I challenge any takers to read Baker's post and find the part where he breaks down how many jobs came from straight from the New Deal, and how many came from the stimulation of the private market by the New Deal. Because otherwise, we can have full employment right now, and no need for further discussion: Everyone should just work for the government, problem solved. ("President Chris Bray reduced unemployment by one hundred percent with America's glorious new make-believe government-run 'tractor factories'!!!!!")

The question is not, "can government spending create jobs and personal spending?" -- because duh, if you give people massive assloads of free cash to dig holes and fill them in, more jobs and spending will result. But is free government money a path to a real and sustainable private economy, or does it just create its own kind of bubble? And what happens if the nation's creditors say that, no thanks, we decline to help the United States take on a few trillion dollars of extra debt?

And, above all, can government really fix the collapse of a form of notional prosperity built on credit cards by pulling out the national credit card?

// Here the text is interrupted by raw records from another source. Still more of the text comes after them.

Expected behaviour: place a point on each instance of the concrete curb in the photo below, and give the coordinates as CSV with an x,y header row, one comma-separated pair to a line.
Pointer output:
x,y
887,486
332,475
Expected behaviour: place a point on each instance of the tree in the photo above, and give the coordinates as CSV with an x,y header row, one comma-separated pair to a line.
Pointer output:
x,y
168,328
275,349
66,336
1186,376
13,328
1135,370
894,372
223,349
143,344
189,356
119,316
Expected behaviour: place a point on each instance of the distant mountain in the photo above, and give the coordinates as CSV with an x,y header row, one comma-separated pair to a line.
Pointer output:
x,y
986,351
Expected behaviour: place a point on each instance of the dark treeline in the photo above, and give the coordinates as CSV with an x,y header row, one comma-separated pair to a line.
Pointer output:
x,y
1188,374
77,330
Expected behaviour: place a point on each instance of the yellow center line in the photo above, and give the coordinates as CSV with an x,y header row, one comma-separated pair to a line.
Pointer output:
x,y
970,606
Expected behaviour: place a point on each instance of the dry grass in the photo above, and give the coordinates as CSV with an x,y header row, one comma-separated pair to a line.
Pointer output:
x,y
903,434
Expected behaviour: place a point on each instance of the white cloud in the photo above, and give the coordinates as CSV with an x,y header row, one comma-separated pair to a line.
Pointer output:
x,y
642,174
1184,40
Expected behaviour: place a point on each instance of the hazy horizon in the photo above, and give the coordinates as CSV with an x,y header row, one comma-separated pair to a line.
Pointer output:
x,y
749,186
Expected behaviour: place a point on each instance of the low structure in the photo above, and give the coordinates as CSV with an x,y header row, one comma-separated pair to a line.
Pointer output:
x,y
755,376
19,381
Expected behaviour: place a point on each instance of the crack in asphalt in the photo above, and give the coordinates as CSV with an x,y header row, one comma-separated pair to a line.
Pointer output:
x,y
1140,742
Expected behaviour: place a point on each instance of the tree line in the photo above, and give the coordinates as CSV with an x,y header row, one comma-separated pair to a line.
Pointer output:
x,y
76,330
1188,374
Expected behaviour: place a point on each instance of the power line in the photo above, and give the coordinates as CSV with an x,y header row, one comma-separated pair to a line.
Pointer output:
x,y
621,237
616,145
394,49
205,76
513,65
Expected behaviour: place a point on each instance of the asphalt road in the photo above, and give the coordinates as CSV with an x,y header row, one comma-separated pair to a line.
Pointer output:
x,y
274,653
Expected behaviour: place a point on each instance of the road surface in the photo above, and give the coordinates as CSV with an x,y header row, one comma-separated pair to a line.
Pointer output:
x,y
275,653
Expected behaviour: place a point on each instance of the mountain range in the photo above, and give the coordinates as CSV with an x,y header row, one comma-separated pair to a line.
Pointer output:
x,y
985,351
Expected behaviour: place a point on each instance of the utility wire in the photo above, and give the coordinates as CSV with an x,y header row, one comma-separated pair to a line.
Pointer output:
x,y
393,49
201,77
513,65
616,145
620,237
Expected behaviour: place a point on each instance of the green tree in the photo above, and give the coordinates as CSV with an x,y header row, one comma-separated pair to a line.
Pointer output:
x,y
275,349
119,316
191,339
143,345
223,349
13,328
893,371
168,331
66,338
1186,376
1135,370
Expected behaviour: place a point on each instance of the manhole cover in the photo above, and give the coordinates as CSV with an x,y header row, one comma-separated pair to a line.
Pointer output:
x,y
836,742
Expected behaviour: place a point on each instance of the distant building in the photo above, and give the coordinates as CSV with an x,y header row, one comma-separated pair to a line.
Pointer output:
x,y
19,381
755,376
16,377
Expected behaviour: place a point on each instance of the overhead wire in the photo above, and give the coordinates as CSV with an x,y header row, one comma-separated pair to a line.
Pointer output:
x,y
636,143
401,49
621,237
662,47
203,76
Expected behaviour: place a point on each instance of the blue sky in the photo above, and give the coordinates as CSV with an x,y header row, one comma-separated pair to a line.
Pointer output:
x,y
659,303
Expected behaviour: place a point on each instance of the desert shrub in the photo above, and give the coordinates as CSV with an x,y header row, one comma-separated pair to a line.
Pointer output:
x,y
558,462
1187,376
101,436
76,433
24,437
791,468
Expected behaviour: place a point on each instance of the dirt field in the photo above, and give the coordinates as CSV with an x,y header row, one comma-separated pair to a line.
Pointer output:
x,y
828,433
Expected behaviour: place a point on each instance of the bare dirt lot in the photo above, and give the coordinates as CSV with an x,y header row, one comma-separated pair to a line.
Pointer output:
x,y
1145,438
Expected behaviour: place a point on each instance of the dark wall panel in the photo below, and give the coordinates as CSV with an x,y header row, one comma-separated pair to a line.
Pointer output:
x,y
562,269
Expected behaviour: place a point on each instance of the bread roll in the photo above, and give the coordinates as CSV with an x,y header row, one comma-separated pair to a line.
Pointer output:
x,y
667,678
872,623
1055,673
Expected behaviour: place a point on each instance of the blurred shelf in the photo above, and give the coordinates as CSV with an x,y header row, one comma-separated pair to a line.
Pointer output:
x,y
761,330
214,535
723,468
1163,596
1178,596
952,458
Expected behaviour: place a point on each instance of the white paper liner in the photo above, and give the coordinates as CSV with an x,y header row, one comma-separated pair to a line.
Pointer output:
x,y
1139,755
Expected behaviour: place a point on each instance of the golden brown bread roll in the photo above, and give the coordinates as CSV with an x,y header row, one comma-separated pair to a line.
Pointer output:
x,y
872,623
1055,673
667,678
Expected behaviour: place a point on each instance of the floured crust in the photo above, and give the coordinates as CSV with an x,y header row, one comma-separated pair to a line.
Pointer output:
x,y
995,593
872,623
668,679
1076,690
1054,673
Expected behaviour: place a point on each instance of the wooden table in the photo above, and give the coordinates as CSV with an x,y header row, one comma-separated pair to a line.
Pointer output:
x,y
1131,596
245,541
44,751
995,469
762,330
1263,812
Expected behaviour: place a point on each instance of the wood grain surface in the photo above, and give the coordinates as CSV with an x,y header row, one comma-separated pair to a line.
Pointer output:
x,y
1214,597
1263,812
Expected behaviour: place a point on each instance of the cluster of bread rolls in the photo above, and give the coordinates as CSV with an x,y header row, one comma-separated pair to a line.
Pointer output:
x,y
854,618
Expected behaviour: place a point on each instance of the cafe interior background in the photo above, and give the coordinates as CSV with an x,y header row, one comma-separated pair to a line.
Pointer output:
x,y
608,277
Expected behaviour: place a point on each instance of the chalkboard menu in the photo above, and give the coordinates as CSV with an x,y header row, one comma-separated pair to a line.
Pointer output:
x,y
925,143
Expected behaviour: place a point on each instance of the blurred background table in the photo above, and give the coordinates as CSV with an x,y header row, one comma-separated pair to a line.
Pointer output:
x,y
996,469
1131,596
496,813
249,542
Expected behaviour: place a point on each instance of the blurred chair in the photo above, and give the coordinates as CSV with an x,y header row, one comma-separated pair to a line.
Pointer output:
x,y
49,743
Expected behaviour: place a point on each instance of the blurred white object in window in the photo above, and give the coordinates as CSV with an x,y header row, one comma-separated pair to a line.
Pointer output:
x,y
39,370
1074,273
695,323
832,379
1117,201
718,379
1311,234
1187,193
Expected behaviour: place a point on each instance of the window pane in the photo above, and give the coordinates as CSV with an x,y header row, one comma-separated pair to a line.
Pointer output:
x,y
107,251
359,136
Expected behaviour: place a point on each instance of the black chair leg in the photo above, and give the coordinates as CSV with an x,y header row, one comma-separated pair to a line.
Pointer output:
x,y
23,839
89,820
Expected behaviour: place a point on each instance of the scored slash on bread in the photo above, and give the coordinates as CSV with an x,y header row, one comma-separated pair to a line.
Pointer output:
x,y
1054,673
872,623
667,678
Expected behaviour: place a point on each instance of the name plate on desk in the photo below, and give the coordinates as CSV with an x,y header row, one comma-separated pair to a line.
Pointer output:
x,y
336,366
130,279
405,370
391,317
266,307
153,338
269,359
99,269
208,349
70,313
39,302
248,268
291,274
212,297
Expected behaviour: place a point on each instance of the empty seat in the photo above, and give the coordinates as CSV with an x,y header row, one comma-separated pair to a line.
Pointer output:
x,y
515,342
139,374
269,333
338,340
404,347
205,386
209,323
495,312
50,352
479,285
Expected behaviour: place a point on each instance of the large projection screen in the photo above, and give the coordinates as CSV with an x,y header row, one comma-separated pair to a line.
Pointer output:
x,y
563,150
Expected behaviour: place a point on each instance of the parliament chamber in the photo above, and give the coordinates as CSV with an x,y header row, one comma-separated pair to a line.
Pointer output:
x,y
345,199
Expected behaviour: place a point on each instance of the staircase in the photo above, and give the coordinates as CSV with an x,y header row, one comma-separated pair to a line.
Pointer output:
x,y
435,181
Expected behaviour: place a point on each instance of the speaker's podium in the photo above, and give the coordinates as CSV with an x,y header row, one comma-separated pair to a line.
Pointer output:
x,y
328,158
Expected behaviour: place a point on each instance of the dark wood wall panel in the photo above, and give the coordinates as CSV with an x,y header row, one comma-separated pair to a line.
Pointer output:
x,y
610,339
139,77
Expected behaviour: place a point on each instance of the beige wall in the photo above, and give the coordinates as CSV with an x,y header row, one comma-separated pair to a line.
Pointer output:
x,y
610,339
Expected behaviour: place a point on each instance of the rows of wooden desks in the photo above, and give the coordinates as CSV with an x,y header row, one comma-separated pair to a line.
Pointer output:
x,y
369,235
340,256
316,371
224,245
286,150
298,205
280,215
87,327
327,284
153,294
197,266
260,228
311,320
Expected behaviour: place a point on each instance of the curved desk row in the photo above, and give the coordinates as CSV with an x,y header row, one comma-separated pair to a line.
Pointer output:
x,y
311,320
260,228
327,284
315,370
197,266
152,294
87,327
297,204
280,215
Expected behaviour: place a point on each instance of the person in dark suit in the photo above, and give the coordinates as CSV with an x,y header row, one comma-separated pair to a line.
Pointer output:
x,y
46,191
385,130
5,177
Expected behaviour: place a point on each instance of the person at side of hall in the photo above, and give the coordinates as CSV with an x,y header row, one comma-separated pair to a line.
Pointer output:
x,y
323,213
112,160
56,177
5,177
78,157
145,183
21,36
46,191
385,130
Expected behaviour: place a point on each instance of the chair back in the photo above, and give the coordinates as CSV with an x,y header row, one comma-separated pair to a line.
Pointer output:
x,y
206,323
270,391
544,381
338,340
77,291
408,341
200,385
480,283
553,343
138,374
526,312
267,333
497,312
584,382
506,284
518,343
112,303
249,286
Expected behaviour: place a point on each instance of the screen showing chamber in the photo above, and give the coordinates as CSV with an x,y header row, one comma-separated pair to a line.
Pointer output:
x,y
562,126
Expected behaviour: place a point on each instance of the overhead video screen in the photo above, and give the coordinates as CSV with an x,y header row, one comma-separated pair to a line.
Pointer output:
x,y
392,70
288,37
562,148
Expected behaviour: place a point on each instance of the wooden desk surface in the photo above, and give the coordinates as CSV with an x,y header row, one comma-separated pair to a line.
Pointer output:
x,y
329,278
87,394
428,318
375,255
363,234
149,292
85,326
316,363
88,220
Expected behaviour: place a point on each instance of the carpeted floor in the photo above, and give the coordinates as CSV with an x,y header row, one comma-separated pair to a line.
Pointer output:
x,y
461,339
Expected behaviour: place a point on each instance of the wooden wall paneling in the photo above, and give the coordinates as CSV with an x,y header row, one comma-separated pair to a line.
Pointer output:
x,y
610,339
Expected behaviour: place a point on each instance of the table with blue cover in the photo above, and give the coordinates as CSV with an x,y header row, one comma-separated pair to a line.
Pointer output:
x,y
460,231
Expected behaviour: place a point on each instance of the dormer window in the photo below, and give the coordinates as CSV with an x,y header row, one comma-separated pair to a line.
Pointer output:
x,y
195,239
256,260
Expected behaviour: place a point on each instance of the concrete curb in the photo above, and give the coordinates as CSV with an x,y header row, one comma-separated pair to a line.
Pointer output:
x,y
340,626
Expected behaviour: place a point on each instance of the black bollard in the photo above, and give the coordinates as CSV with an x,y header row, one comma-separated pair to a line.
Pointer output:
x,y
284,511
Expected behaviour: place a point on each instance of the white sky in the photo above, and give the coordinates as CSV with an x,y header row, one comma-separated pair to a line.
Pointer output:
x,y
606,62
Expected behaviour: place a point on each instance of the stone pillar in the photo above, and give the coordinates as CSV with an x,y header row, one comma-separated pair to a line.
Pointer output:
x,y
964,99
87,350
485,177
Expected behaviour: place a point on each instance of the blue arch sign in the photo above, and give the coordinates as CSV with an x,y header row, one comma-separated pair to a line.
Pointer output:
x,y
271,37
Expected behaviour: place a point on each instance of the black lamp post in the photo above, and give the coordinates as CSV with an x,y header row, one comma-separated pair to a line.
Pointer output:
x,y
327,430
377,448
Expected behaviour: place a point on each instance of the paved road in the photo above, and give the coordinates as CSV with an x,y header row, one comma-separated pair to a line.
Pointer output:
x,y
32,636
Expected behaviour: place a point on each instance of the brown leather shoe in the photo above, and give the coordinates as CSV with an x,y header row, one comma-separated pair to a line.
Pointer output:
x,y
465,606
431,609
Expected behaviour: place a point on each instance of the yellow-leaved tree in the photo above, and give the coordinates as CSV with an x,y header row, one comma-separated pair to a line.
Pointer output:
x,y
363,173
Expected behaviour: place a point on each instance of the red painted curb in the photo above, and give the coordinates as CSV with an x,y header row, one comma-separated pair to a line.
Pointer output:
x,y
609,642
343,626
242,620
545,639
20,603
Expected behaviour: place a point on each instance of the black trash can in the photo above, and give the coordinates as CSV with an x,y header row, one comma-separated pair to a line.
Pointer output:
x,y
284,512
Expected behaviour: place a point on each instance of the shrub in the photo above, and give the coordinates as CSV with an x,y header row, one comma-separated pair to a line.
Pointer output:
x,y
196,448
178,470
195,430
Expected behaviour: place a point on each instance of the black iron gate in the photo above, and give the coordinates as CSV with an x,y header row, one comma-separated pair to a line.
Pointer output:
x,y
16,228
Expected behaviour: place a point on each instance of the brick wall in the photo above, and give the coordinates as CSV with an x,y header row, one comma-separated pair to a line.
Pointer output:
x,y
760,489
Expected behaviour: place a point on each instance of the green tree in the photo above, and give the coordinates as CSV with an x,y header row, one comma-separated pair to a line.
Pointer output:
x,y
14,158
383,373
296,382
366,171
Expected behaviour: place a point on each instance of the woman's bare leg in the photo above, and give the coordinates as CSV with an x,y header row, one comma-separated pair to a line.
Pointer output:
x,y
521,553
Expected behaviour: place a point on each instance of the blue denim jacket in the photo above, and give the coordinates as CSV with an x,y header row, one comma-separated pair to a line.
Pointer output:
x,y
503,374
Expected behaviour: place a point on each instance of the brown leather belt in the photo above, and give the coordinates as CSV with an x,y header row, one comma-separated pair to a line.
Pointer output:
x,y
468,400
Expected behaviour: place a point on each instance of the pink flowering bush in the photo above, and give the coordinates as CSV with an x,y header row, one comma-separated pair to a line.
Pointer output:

Lots of spending equals lots of spending, nothing more. Maybe it leads to strong commercial markets. But it's not a given, and not all jobs are jobs; work created for the sake of creating work is welfare, and leads only to more welfare. I'm not opposed to welfare spending, if we're headed into a depression. But if that's what it is, call it that. Let's not pretend that free cash creates real jobs.

hitler hitler hoover

The gang of ignorant dumbfucks who gave us the morally deranged war in Iraq famously thought that every tinpot with a little gunboat navy was Adolf Hitler himself. Anyone who questioned the premise of the war in Iraq -- bomb the fuck out of the ragheads until they embrace secular democratic pluralism, go team! -- was Neville Chamberlain come back to haunt Team America's awesomeness with their whining and questioning. Don't sit around and fucking think about it -- take action! Intervene! Do something! The Podhoretzian chant of "Hitler Hitler Hitler" wasn't intended to be a contribution to a debate over the war; it was intended to prevent debate over the war.

Welcome back. Ladies and gentlemen, for this evening's performance, the role of Victor Davis Podhoretz Kagan will be played by an understudy, Mr. Frank Rich. And curtain:

Didi: Well, I don't know, it seems like we could create significant moral haz-

Gogo: HOOVER HOOVER HOOVER!!!!!!!

Didi: No, no, I just think we need to think this through. Banks made bad loans, then packaged them into bad bonds, then sold bad credit default swaps to cover the bad bonds that contained the bad loans, so government should give the banks money to cut them free from their losses? How does that restore commercial vitali-

Gogo: HOOVER HOOVER HOOVER OMFG YOU'RE LIKE HOOVER YOU WANT THERE TO BE A DEPRESSION AND STARVING BABIES!!!!!

Didi: I don't, I really don't. But can you explain where the money comes from for a bailout, and why tons more debt helps us to dig out of the collapse of a badly overleveraged econ-

Gogo: HOOVER HOOVER HOOVER, HOOVER HOOVER HOOVER, HOOVER HOOVER HOOVER.

Didi: (sighs heavily)

[exeunt]

This rhetorical path leads straight to failure.